Gatling
Gatling is a JVM-based load testing platform for web applications and APIs, delivered as both open source tooling and a commercial Software-as-a-Service (SaaS) offering, used to model, execute, and analyze performance tests at scale.
- Open source and commercial load testing tools for HTTP-based services and APIs (performance testing).
- Scriptable scenario design using code-centric test definitions and reusable components (developer tooling).
- High-concurrency test execution engine built on asynchronous, non-blocking I/O (performance engineering).
- Cloud-hosted SaaS for distributed test execution, results management, and collaboration (cloud DevOps).
- Reporting and visualization for response times, throughput, and failure metrics (observability).
More About Gatling
Gatling provides a load testing stack designed for development and operations teams that need to validate the performance and scalability of web applications, microservices, and APIs under concurrent traffic. The core engine is implemented on the Java Virtual Machine (VM) and uses asynchronous, non-blocking I/O, which allows it to simulate large numbers of virtual users with comparatively low hardware resources.

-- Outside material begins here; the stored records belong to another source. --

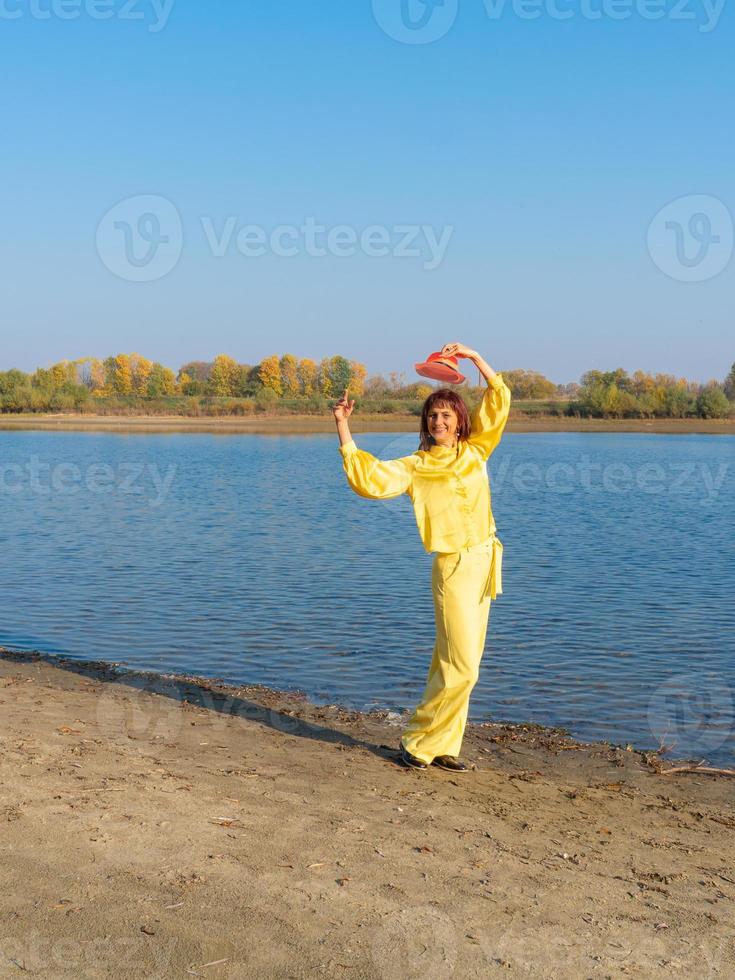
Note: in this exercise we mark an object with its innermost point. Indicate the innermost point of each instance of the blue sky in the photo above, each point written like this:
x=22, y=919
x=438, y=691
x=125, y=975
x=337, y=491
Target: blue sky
x=542, y=148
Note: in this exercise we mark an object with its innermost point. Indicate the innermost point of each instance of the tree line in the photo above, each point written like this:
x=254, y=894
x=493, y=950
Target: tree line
x=131, y=383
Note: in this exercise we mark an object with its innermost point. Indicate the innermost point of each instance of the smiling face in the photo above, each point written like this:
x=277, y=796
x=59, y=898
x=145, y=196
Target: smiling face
x=443, y=424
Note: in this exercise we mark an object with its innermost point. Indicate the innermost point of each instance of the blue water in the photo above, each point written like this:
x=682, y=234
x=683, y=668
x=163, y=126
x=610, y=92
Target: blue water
x=251, y=560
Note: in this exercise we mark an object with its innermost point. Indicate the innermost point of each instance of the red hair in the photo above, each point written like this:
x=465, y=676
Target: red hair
x=444, y=397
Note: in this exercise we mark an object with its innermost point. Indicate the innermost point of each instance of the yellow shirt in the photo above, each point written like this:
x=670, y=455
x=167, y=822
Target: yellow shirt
x=448, y=487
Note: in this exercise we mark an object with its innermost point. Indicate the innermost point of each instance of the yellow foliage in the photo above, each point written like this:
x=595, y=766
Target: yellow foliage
x=269, y=373
x=307, y=370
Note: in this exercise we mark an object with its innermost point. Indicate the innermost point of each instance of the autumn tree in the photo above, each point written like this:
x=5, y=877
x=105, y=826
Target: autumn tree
x=308, y=372
x=358, y=373
x=324, y=377
x=141, y=371
x=529, y=384
x=223, y=376
x=340, y=373
x=161, y=381
x=290, y=375
x=269, y=373
x=118, y=375
x=729, y=384
x=196, y=370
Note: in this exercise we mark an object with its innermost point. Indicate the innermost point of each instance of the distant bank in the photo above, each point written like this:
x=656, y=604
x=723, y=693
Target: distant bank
x=300, y=424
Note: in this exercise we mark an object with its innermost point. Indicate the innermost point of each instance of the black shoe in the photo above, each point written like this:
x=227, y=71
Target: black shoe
x=410, y=760
x=449, y=763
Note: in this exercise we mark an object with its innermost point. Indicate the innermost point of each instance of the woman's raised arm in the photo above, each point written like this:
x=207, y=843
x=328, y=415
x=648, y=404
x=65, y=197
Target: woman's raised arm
x=490, y=416
x=368, y=476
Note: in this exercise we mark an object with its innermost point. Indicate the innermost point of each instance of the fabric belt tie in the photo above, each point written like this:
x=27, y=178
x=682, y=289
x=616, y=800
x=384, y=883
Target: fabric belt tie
x=494, y=584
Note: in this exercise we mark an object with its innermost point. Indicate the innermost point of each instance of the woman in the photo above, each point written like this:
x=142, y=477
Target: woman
x=446, y=480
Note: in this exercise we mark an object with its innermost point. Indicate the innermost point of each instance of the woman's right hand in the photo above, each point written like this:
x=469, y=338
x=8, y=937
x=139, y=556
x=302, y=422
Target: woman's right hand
x=344, y=407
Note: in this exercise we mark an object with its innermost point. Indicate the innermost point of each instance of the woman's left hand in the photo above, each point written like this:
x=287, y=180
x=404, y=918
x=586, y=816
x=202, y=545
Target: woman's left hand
x=457, y=350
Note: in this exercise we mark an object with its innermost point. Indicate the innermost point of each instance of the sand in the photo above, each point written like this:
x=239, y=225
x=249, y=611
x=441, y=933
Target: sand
x=156, y=827
x=303, y=424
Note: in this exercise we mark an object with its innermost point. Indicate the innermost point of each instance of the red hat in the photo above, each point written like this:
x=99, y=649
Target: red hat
x=440, y=367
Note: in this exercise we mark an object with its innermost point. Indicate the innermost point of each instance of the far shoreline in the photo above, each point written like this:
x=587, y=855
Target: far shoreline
x=312, y=424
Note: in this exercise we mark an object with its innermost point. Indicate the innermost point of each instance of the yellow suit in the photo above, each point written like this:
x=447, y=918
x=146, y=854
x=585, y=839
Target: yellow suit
x=451, y=500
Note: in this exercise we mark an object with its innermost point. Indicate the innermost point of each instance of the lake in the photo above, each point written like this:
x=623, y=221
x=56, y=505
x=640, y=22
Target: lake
x=248, y=558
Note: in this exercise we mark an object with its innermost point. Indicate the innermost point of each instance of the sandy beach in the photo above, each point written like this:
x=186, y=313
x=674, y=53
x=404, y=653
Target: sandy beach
x=303, y=424
x=164, y=827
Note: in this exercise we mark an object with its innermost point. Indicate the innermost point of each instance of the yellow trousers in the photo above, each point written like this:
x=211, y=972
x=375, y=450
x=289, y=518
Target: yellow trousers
x=463, y=584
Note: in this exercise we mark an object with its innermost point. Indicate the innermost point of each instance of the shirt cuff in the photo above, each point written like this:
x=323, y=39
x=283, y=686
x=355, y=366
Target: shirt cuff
x=348, y=448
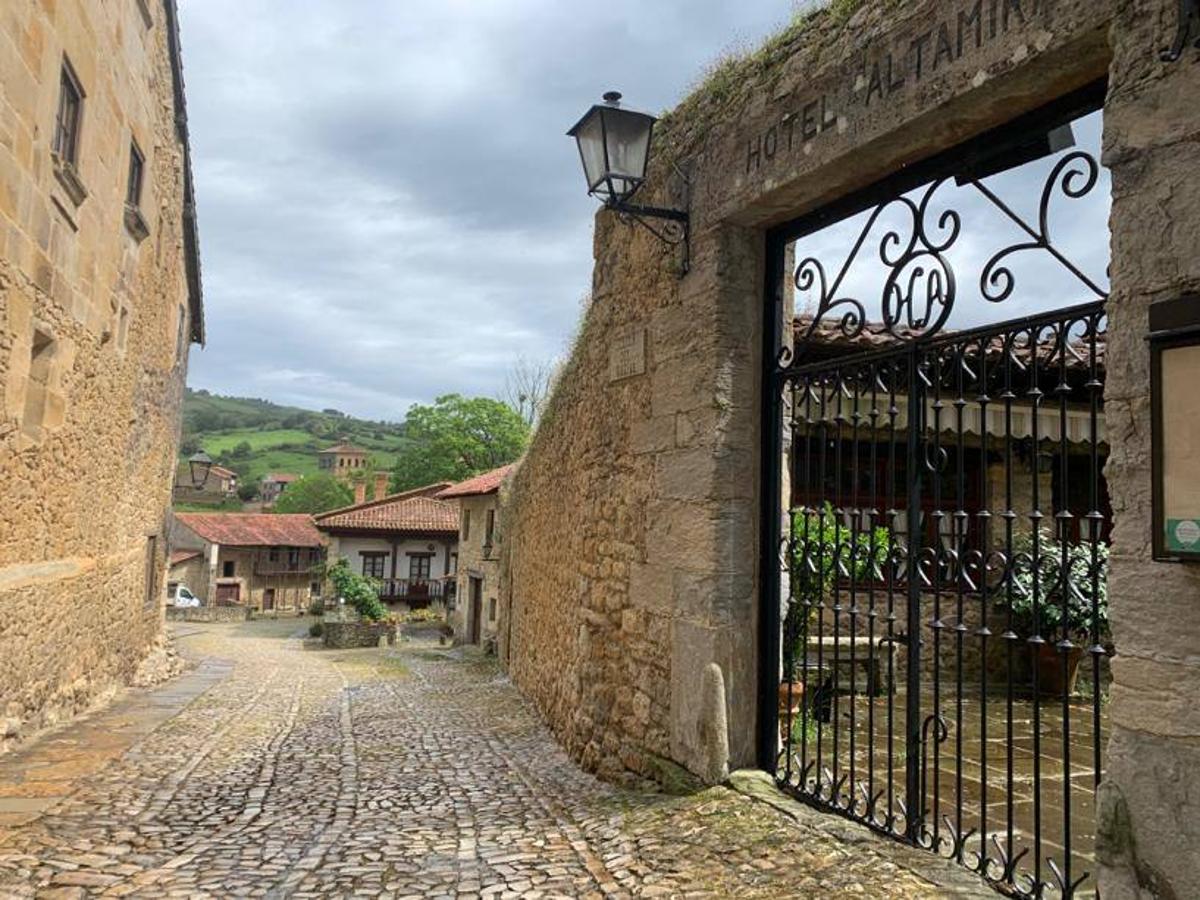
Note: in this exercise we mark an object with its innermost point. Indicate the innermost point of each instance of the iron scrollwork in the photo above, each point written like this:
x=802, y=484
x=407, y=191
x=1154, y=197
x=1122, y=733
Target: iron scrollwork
x=921, y=286
x=1187, y=31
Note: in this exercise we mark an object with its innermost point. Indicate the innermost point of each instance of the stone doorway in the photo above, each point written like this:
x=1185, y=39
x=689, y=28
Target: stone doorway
x=945, y=552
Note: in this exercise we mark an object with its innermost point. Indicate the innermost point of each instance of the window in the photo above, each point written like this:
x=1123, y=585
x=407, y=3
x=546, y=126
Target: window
x=66, y=125
x=151, y=577
x=137, y=167
x=181, y=334
x=37, y=385
x=419, y=568
x=373, y=564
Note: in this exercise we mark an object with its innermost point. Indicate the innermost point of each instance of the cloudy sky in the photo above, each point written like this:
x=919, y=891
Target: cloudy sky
x=389, y=208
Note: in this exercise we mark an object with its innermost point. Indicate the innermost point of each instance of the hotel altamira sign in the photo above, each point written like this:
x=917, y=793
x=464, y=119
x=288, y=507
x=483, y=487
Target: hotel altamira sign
x=967, y=28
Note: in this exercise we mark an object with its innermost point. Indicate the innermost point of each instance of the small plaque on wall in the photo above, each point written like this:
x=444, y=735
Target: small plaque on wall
x=627, y=354
x=1175, y=427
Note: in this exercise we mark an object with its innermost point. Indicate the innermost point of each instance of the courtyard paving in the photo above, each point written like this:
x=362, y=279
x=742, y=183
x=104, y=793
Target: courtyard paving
x=279, y=769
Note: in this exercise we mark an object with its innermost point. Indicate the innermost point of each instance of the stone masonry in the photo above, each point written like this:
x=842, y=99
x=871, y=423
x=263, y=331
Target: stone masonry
x=631, y=533
x=99, y=304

Enterprises typically use Gatling to test user journeys, Application Programming Interface (API) endpoints, and end-to-end workflows before production release and during regression cycles.
The Gatling ecosystem combines an open source engine (performance testing) with a commercial cloud service (cloud DevOps) that orchestrates distributed test runs and centralizes test assets. Test scenarios are usually defined as code using a domain-specific language, commonly in Scala, which integrates into source control systems and Continuous Integration (CI) or continuous delivery pipelines. This code-based approach aligns with Infrastructure-as-Code (IaC) and test-as-code practices, allowing performance tests to be versioned, reviewed, and automated alongside application code.
From a technology standpoint, Gatling focuses on Hypertext Transfer Protocol (HTTP) and related web protocols and is often used to exercise Representational State Transfer (REST) APIs, web front ends, and backend services accessed over HTTP or HTTPS. The tool generates metrics such as response time distributions, percentiles, throughput, and error rates, and makes these available through HTML reports or cloud dashboards (observability). The reporting supports comparison across test runs, detection of regressions, and correlation of failures with specific request patterns or load levels.
In enterprise environments, Gatling is typically integrated into Continuous Integration and Continuous Deployment (CI/CD) systems such as Jenkins, GitLab CI, or similar orchestrators, so that performance tests can run automatically on feature branches, nightly builds, or pre-release stages. Teams use it alongside functional testing suites and Application Performance Management (APM) or infrastructure monitoring tools, with Gatling focusing on synthetic load generation and test-centric reporting rather than live production telemetry. The cloud service adds capabilities for distributed load generation across multiple regions, centralized management of simulations, and collaboration across teams.
Within an enterprise technology directory, Gatling fits into multiple categories: performance and load testing tools for web and API workloads, developer-oriented test automation tooling, and cloud-based performance testing services. Its code-centric design and integration with modern DevOps workflows position it as a component of broader quality engineering, reliability, and capacity planning practices in software delivery organizations.